Misalnya: Jika meneruskan contoh sebelumnya, dimana
mata uang fungsional JAK Pte Ltd adalah SIN$, maka mata uang apapun selain SIN$
adalah “mata uang asing” bagi JAK Pte Ltd. Dan, transkasi-transaksi dalam mata
uang apapun selain SIN$ adalah “transaksi mata uang asing” bagi JAK Pte Ltd.
Mengenai konsep mata uang fungsional, mata uang asing, dan
transaksi mata uang asing, saya rasa sudah cukup jelas (jika belum, silahkan
dibaca kembali, pelan-pelan atau tanyakan via ruang komentar). Berikutnya kita
bahas bahas prosedur translasi, satu-per-satu, langkah-demi-langkah. Kita mulai
dengan translasi ke dalam mata uang pelaporan…
Prosedur Translasi Ke
Dalam Mata Uang Pelaporan (Presentation Currency)
Prosedur ini dipergunakan jika mata uang fungsional perusahaan
anak adalah mata uang lokal dimana perusahaan anak beroperasi.
Misalnya: dari contoh kasus sebelumnya. JAK Corp
berkedudukan di Indonesia memiliki perusahaan anak JAK Pte Ltd yang beroperasi
di Singapore. Mata uang lokal Singapore sudah pasti SIN$. Jika (setelah
diteliti), ternyata mata uang fungsional JAK Pte Ltd kebetulan juga SIN$, maka
prosedur yang dipergunakan adalah “prosedur translasi ke dalam mata uang pelaporan.”
“Apa itu mata uang pelaporan?” mungkin ada yang bertanya seperti itu.
Yang dimaksud dengan “mata uang pelaporan” (presentation currency) adalah mata uang yang dipergunakan
oleh perusahaan induk dalam melaporkan seluruh aktivitas operasional usahanya, termasuk
operasional anak-anak perusahaan yang ada di luar negeri.
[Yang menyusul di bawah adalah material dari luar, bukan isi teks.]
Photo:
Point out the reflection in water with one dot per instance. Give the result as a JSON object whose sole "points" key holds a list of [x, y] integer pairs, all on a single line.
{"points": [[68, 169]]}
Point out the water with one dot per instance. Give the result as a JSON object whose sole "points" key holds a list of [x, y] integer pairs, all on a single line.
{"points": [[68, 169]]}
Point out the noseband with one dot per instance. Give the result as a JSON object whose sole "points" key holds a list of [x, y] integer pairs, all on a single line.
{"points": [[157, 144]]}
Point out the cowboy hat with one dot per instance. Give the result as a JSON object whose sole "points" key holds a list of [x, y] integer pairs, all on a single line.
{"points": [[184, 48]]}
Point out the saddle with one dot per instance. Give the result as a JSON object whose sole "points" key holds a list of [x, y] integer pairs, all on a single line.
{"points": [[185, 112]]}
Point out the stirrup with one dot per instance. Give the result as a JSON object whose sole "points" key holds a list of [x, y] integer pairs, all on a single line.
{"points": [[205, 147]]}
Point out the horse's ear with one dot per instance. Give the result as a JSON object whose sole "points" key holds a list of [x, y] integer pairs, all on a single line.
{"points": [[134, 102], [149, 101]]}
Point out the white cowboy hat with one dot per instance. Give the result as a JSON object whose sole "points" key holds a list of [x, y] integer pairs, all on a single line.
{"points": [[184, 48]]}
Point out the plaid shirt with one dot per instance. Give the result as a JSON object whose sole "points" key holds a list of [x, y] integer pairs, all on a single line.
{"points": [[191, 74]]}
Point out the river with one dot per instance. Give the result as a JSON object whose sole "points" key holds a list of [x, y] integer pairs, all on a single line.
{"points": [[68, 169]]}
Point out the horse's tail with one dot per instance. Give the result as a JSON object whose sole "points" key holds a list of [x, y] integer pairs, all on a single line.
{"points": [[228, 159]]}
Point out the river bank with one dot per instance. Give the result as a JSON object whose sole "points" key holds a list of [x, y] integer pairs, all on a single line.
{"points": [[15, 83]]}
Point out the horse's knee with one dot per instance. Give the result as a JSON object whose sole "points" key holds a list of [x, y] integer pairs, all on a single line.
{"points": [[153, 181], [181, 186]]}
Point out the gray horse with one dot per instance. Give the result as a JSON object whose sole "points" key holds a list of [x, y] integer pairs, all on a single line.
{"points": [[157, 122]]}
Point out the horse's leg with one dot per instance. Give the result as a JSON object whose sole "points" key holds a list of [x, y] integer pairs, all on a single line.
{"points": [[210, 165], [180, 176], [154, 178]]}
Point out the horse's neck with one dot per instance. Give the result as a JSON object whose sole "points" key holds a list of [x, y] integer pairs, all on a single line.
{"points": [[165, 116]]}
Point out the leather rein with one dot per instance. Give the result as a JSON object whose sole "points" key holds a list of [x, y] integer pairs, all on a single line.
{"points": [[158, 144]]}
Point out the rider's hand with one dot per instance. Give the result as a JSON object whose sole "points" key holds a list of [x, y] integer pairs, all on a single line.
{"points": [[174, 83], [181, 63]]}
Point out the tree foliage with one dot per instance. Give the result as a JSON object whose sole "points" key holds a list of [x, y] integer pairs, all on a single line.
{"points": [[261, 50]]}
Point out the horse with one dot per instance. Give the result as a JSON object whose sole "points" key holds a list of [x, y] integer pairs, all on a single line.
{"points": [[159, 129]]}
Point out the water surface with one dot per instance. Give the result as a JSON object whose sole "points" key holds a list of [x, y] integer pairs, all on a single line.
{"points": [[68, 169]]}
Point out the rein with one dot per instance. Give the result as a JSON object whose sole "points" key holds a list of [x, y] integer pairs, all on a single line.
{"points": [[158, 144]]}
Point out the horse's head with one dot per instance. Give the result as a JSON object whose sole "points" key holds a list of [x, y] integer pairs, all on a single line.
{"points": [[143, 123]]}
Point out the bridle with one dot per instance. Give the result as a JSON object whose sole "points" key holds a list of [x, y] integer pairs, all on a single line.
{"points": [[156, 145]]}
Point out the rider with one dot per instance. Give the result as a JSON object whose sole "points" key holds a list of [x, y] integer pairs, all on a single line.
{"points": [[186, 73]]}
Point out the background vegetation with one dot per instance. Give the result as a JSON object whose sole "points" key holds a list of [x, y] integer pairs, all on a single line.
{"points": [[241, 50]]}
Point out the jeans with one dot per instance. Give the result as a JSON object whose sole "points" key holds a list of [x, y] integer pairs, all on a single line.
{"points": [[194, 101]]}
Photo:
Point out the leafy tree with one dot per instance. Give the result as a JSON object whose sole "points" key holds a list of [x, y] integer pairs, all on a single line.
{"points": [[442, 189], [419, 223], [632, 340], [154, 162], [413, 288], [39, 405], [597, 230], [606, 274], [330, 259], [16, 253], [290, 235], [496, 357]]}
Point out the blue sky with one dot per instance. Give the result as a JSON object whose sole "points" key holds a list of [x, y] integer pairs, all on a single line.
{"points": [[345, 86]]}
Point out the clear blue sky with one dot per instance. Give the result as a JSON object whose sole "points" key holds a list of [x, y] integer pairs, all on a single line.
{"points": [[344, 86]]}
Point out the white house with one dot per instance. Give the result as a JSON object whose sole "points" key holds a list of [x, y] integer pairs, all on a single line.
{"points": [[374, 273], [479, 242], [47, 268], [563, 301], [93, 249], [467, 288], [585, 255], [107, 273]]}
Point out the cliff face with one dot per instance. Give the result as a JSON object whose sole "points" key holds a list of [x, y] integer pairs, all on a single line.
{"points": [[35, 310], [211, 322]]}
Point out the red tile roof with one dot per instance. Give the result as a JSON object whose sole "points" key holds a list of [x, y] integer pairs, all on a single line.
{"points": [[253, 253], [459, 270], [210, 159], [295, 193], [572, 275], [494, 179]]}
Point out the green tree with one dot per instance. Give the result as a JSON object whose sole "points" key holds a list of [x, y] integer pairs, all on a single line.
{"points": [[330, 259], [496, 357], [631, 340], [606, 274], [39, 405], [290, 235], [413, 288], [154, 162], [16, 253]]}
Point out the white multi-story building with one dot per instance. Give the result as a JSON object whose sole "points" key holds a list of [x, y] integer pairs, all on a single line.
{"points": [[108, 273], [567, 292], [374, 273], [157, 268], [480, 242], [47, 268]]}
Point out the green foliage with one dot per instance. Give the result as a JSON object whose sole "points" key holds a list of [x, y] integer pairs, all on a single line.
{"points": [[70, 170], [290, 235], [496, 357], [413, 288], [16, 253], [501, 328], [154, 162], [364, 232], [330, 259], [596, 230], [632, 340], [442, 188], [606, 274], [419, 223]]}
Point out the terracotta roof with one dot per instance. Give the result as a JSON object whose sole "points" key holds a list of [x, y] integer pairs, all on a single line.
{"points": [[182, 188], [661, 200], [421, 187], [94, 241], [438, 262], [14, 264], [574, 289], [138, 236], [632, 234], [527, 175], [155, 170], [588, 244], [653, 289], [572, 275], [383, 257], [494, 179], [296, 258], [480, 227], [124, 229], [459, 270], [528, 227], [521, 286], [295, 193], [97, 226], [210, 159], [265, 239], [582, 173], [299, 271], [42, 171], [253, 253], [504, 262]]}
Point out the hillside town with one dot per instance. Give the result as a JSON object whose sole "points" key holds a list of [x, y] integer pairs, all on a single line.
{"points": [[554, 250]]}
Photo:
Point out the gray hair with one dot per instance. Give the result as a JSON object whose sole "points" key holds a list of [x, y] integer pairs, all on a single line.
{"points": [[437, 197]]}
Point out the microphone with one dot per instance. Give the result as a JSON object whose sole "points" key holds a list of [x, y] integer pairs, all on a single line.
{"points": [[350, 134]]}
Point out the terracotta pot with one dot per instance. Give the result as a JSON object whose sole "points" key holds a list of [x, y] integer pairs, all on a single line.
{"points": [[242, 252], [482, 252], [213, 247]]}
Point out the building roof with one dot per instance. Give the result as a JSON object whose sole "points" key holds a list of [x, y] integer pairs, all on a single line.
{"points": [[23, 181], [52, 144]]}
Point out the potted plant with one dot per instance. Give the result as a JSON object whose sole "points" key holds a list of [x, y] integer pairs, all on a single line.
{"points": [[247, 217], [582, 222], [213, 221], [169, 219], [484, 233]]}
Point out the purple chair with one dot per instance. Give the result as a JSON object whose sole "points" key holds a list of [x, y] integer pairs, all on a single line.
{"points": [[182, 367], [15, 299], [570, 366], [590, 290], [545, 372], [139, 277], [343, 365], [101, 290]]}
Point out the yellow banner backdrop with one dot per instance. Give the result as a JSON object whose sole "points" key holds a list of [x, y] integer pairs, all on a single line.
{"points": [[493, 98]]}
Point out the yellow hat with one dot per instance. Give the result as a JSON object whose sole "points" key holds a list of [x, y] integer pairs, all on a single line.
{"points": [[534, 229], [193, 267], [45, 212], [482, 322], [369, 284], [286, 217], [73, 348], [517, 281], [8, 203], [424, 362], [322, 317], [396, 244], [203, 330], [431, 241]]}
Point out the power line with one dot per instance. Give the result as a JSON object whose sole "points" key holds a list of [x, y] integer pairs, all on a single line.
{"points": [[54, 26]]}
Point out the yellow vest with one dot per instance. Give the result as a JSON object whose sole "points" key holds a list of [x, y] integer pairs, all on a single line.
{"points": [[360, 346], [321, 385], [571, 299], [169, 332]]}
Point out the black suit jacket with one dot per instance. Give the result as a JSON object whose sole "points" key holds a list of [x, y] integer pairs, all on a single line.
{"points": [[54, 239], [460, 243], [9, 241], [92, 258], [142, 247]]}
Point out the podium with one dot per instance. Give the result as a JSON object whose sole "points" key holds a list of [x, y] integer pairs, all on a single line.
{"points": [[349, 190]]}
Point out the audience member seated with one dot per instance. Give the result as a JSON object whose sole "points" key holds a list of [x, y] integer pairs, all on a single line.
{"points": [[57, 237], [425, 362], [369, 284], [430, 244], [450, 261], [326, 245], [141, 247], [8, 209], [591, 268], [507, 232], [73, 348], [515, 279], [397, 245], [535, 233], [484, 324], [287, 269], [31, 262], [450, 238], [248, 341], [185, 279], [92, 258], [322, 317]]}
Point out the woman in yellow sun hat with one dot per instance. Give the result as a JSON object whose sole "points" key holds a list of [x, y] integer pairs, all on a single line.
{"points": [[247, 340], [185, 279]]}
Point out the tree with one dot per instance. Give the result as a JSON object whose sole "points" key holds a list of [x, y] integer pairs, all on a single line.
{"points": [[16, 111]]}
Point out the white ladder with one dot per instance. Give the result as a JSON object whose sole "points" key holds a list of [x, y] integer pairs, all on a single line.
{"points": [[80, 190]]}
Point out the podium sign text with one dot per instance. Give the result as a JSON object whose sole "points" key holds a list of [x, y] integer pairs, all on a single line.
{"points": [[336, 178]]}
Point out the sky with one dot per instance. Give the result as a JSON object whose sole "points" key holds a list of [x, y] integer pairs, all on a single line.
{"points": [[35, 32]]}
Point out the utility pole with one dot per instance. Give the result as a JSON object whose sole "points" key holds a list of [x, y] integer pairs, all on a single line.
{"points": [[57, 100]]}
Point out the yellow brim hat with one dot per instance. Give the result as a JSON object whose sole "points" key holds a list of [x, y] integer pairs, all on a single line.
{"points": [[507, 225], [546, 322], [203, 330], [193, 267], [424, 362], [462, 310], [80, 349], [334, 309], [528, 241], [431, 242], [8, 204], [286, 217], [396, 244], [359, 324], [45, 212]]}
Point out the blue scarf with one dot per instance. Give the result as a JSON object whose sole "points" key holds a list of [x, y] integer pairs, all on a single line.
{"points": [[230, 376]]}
Sehingga “Translasi ke dalam mata uang pelaporan” artinya, mengkonversikan laporan keuangan
anak perusahaan—yang menggunakan mata uang lokal dimana beroperasi sebagai mata
uang fungsional—ke dalam dalam mata uang pelaporan perusahaan induk.
Misalnya:
JAK Corp berkedudukan di Indonesia, listing di BEJ, mata uang
pelaporan JAK Corp di BEJ adalah Indonesian Rupiah (IDR). Merujuk ke contoh
kasus sebelumnya, maka akuntan JAK Corp perlu mentranlasikan laporan keuangan
anak perusahaannya yang di Singapore (JAK Pte Ltd)—yang menggunakan SIN$
sebagai mata uang fungsional—ke dalam satuan IDR, sebelum diikutsertakan (atau
dikonsolidasikan) ke dalam laporan keuangan JAK Corp di Indonesia.
(Note: translasi tidak harus dilakukan oleh perusahaan induk, pada
prakteknya bisa saja dilakukan oleh anak perusahaan sebelum mengirimkan laporan
keuangannya ke perusahaan induk).
Penting untuk
diketahui: ”mata uang lokal” dimana perusahaan induk berkedudukan TIDAK
serta-merta menjadi mata uang pelaporan. Dalam kasus JAK Corp yang berdudukan
di Indonesia tadi misalnya, jika disamping listing di BEJ JAk Corp juga listing
di Nasdaq (Amerika Serikat), maka mata uang pelaporannya untuk di Nasdaq adalah
USD. Atau bisa jadi mengunakan USD baik untuk di BEJ maupun di Nasdaq. Jika ini
situasinya, maka laporan keuangan JAK Pte Ltd (yang menggunakan SIN$ sebagai
mata uang fungsional) ditranslasikan ke dalam USD.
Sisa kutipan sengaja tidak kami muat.